( RIA Novosti ) - Leonid Stadnik, the world's tallest man, lives an isolated life, has trouble finding clothes and shoes that fit and no longer expects any help from bureaucrats, the 37-year-old Ukrainian said in an interview.
Measuring 2 meters 53 centimeters ( 8 feet 3 inches), Stadnik will be included in the Guinness Book of World Records in 2008, displacing Chinese Bao Xishun, who stands at 2 meters 36 centimeters ( 7 feet 7 inches).
"I'm not looking for fame or to set any records," he said in an interview with RIA Novosti. "For me, it was a lot more pleasant when for my birthday the local utility company built me a bathroom with a shower that took my height into account."
The village of Podolyantsi where Stadnik lives, in the Zhitomyr Region in western Ukraine, has a single street, no school, no shops and no church. And although it is only three kilometers (two miles) from the local center of Chudnov, he almost never goes there.
"My life goes by quietly here," he said. "I love nature, I love going places, but because of my height I try to go where there are fewer people. I don't like attracting attention."
He said that doctors discovered a brain tumor when he was 12, and that soon after being operated on, he began growing so quickly his parents had trouble buying him enough clothes and shoes.
Despite graduating from the local agriculture institute with honors, Stadnik said he was unable to work as a veterinarian for long because the lack of shoes and gloves that fit meant he suffered frequent frostbite while on the job.
The world learned of the giant's existence thanks to journalists, and the first to try and help him were not local officials, but German businessmen who presented him with size 62 shoes.

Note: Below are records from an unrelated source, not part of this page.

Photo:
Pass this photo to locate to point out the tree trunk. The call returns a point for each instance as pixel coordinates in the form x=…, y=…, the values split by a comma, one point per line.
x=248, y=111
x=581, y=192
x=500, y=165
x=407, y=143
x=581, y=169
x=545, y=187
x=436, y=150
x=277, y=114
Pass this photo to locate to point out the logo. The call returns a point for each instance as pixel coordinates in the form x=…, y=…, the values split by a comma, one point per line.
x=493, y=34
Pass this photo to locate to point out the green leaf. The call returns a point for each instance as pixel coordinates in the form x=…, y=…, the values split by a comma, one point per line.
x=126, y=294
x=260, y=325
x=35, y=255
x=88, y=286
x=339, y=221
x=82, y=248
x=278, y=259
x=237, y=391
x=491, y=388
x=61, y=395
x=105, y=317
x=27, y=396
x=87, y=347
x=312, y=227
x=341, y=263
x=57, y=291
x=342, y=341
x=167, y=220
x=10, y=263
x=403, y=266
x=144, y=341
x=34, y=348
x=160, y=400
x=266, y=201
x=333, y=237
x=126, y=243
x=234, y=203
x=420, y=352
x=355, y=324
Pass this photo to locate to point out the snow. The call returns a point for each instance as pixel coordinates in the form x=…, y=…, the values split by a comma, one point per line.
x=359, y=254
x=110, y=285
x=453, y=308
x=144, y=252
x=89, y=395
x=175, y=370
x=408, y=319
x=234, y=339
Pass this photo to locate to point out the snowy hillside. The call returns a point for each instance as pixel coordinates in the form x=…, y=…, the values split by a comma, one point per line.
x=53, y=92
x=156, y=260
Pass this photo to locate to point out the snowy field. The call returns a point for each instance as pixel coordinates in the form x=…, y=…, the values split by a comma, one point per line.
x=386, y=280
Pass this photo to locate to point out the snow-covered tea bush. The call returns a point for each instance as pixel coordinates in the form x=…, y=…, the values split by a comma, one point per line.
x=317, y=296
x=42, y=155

Stadnik said he thinks of that day as his second birthday.
He later received a visit from Ukrainian President Viktor Yushchenko, who promised him a presidential stipend. However, when he wrote local officials with a request, it was returned to him with the explanation that he did not qualify.
"How many things I was promised," he said. "They promised me a tractor, a car, but I would be happy with any kind of transportation now."
As for his private life, Stadnik remains circumspect. "I don't have any plans to marry yet," he said. "Maybe in time. Life has been so complicated I wouldn't want to burden anyone with those problems. I've fallen in love before, but I always tried to keep myself in line."